Thursday

Chile - February 15, 2001







It is Day 11 of our trip, and we are still in Santiago. For the second time on this trip. Day 1 - Santiago, Chile; Day 2 to 6, Mendoza and Aconcagua. Day 7 to 11- Santiago and vicinity, again. Still waiting for the motorcycle. Hopefully we will receive it tomorrow and will start our adventure… we are both anxious to depart!.

Fortunately, we are comfortably lodged on the living room floor of an Argentine friend I met in Mexico. Ivana works for HP Chile and is helping us deal with the difficult AEI logistics company, AIAIAI as they call them here in HP Santiago. We have also been able to mix our less than fulfilling phonecalls with AIAIAI with some wine tasting in a couple of Santiago´s wineries - some of the better winery tours in our small but growing repetoire.

From Ivana´s balcony we have a view of the Cordillera (the Andes mountains), the rising full moon at midnight and Spanish looking streets. Walking through the streets at 8:30 am, It feels like being in Barcelona in the summer. It is already warm, and the tree lines streets were welcome refuge to the sun. I walk between geometric glass skyscrapers and the old National Archive that hints at the strong literary and cultural values of this country. I am a little underdressed among the well dressed business men and women who hurry passed me down metro steps, into cafes, or off to work.

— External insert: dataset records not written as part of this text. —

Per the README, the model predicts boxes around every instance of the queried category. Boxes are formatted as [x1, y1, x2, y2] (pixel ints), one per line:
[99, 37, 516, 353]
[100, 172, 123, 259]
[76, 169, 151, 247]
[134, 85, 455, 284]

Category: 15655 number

The Spanish influence is strong, and wherever we go people are fascinated by Enric and that he really is from Spain. Most people have a relative from Zaragoza or Barcelona or Granada or the Pais Vasco. Despite their juxtaposition, Chile and Argentina are quite different - rivals acknowledged by both. In one week we learned that: Chileans vacation in February and Argentines in January, Argentines pronounce the letter y and ll like a j, but both countries leave the letter "s" off the end of words. In Chile, the bottom floor of a building is "First Floor", and in Argentina, it is the "bottom floor". Chileans are super polite. Road construction warning signs ask people to "Kindly prefer going another direction." "Cancelar" (cancel) means pay a bill, the only logic we found is that the only way to pay a bill, is canceling your debt.

Kelly

Veronica still has chances to win!, GO, Vero GO!. My "friends"/co-workers from HP Guadalajara are betting on which country we will abort our motorcycle operation/trip.

I am in the bet with them and to win we must make a successful return to San Diego, crossing the 18 countries before us on bike. Veronica pulled Chile's tag, and hopes secretly that we don't make out of the starting block. Coincidently, she is in charge of HP logistics, and I am suspicious that she may be behind some of the difficulties we have had shipping the motorcycle out of Mexico and into Chile. Yes Vero, you still have a chance.

MAÑANA we should receive our motorcycle (Vero, please!). We are both anxious to receive it so that we can start our descent of Chile and find the Carretera Austral, 1,000 Km of dirt roads that negotiate the southern Chilean Fiords. We only know that the green line on the map means that the road is unpaved, and supposedly winds could reach 120 kmh (only at night THEY tell us). We'll keep you posted.